O Congresso norte-americano está preparando uma nova lei de imigração que reduzirá os benefícios concedidos a imigrantes (de educação à assistência médica), além de tornar mais rígido o controle da entrada de estrangeiros.
O argumento dos antiimigrantes é de que boa parte da verba de previdência social e assistência médica é gasta com estrangeiros.
"Estão querendo nos transformar no bode expiatório dos problemas do país. Não precisa ser um gênio para prever que o corte no orçamento vai sobrar para nós imigrantes", diz o antropólogo João Fernade Resende, portador do HIV que vive nos EUA há dez anos.
"Se o próximo presidente for do Partido Republicano, nosso programa vai acabar. E os brasileiros serão os mais prejudicados, já que são em maior número", diz Wagner Denuzzo, assistente social do programa que atende imigrantes ilegais soropositivos no Hospital Saint Vincent, em Nova York.
Uma série de benefícios já estão sendo cortados por causa das restrições orçamentárias do governo federal, atingindo soropositivos americanos e estrangeiros.
Os gastos com analgésicos, por exemplo, agora são responsabilidade dos pacientes. O tratamento psicólogico também está sob ameaça. "A vida do imigrante soropositivo está ficando cada vez mais difícil e o futuro é imprevisível", afirma Denuzzo.

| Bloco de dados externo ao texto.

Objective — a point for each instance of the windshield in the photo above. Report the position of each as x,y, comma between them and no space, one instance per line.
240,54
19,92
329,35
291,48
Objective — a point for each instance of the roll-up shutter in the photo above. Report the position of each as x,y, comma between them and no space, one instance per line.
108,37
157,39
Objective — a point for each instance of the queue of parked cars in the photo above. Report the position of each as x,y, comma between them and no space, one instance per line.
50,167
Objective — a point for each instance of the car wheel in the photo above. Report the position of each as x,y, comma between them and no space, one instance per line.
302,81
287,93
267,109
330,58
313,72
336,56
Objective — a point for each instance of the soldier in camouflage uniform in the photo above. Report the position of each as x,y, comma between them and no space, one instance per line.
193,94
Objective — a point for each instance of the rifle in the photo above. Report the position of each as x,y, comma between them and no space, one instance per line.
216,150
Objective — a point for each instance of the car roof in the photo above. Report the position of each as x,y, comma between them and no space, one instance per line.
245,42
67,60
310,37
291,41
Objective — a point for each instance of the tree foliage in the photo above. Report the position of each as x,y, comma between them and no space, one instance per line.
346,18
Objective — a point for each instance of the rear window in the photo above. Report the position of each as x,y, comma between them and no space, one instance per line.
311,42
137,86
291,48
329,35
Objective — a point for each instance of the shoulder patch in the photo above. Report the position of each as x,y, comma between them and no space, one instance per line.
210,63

A obtenção do "voluntary departure" também se torna complicada. Para poder se candidatar ao programa, o imigrante precisa estar há pelo menos sete meses no país e provar que está doente. Antes, bastava ser soropositivo.
"O brasileiro que chegar aqui já precisando de ajuda médica terá que esperar quase um ano para começar a receber benefícios. Antes disso, ele poderá ser atendido nos hospitais para tratar de doenças, mas não conseguirá os remédios nem as outras vantagens do voluntary departure", diz Denuzzi.
Quase todos os programas para imigrantes ilegais que são soropositivos vivem o mesmo dilema: são pouco conhecidos pela comunidade, mas não podem investir em propaganda para não ser alvo dos antiimigrantes.
"Sabemos que há muitos estrangeiros HIV positivo que desconhecem a existência do programa ou têm medo de vir até aqui porque são ilegais. Só que, se divulgarmos o serviço, nossa verba vai terminar sendo cortada", afirma Denuzzi.
Nova York é o único Estado dos EUA em que a prática do "voluntary departure" é comum.
Nos outros Estados, os imigrantes soropositivos são atendidos apenas em casos de emergência. Por isso, muitos se mudam para Nova York quando ficam doentes.
Foi o que fez o carioca Marco Aurélio Silva, 38, que vive nos EUA desde 91. Logo que chegou, foi morar em Rhode Island (Estado vizinho a NY), onde era garçom.
"O primeiro sintoma de Aids que tive foi uma meningite. Fiquei dois meses hospitalizado e nunca me recuperei totalmente. Trabalhava o dia todo, mas não economizava nada porque gastava horrores em remédios." Aconselhado pelos médicos de Rhode Island, ele se mudou para Nova York.